LUT-based S-box: ~32 LUTs per byte on Xilinx 7-series
Composite field S-box: Canright's method for compact design
Pipelined: 7+ Gbps on Virtex-E
Block RAM for precomputed tables (256×8 AES S-box)
DSP slices for large-field Montgomery multiply

💻 Software

Table-driven: 256-entry lookup for GF(2⁸) (cache-timing risk)
Bitsliced: 64 blocks in parallel via 64-bit registers
SIMD: AVX2/NEON for parallel field ops
PCLMULQDQ for GF(2¹²⁸) in AES-GCM
Limb arithmetic: 5×51-bit for Curve25519

Montgomery Multiplication for Hardware

Core Idea

Replace division by N with division by R (a power of 2)

MonPro(ã, b̃, N):
  R  = 2ⁿ    (n = bit-width of N)
  N' = -N⁻¹ mod R

  t = ã × b̃
  m = t × N' mod R      ← just mask lower n bits
  u = (t + m × N) / R   ← just right-shift n bits
  if u ≥ N: u = u − N
  return u               (= a·b·R mod N)

mod R = mask lower n bits

÷ R = right-shift by n bits

No expensive modular division!

Hardware Architectures

Bit-Serial

1 bit/cycle. Minimal area, n+1 cycles. IoT SoCs.

Word-Serial (CIOS)

w-bit words, w×w multiplier + CSA. Best FPGA ECC trade-off.

Systolic Array

Pipelined PEs, regular data flow. High throughput. Ideal for ASIC.

Full-Parallel

1-cycle multiply. Enormous area, maximum throughput. AES-NI.

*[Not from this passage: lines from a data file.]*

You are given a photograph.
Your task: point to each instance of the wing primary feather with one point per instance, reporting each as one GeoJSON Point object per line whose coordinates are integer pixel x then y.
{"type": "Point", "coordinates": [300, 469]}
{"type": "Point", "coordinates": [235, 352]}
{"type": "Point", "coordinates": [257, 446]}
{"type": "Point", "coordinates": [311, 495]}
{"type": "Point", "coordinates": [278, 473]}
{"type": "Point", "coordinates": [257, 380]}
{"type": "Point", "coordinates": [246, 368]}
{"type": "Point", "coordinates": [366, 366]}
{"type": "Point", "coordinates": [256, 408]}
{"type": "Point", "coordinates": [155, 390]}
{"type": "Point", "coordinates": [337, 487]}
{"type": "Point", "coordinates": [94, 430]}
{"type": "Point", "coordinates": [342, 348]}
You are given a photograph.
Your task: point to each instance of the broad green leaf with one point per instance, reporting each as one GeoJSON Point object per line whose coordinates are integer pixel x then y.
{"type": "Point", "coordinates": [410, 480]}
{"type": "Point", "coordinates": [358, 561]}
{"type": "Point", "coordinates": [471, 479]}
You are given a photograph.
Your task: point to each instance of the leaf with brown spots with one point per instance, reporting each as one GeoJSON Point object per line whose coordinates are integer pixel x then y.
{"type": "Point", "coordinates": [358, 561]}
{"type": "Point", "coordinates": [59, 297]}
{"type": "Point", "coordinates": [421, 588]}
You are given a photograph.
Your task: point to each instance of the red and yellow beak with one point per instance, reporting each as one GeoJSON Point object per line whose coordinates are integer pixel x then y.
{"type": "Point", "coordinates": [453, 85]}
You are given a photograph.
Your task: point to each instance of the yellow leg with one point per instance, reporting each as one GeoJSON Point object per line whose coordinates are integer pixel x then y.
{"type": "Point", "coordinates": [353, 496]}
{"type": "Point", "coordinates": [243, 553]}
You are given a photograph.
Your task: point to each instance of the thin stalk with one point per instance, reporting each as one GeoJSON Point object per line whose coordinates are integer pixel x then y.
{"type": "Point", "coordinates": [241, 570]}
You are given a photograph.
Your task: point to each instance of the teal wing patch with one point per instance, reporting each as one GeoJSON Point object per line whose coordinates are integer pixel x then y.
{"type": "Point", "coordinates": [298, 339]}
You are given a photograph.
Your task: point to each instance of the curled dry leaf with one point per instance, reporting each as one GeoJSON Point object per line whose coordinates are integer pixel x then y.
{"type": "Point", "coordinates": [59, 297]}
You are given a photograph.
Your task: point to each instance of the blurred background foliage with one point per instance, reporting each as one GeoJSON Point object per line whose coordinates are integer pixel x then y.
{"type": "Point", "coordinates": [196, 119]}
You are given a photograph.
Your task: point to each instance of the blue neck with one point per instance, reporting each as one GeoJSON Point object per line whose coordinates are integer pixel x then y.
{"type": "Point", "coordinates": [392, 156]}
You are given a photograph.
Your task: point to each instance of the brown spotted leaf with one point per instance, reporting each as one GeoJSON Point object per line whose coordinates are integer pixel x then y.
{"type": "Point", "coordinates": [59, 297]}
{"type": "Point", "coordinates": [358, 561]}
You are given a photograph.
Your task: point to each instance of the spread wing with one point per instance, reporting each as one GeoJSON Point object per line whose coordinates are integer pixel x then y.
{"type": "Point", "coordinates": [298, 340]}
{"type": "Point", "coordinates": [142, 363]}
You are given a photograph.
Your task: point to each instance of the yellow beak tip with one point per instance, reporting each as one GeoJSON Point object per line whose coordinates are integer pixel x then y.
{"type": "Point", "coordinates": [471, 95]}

SystemVerilog: GF(2⁸) Multiplier

module gf2_8_mult (
  input  logic [7:0] a, b,
  output logic [7:0] p
);
  // AES irreducible polynomial: x^8 + x^4 + x^3 + x + 1
  localparam [8:0] POLY = 9'h11B;
  logic [7:0] partial [8];

  // Bit-serial "Russian peasant" multiply
  always_comb begin
    partial[0] = a;
    for (int i = 0; i < 8; i++) begin
      if (i == 0)
        p = b[0] ? a : 8'h00;
      else
        p = p ^ (b[i] ? partial[i] : 8'h00);

      // xtime: shift left, reduce if MSB was set
      if (i < 7)
        partial[i+1] = {partial[i][6:0], 1'b0}
                      ^ (partial[i][7] ? POLY[7:0] : 8'h00);
    end
  end
endmodule

How It Works

Russian Peasant Algorithm
Shift-and-add adapted for GF(2ⁿ). Process one bit per iteration.

xtime Operation
Left-shift by 1. If MSB was 1, XOR with reduction polynomial.

Irreducible Poly
0x11B ensures 256 unique elements in the field.

Synthesis
Fully combinational. ~100–150 gates. Can be pipelined.

Usage
AES MixColumns (×02, ×03) and S-box (inverse via Itoh-Tsujii).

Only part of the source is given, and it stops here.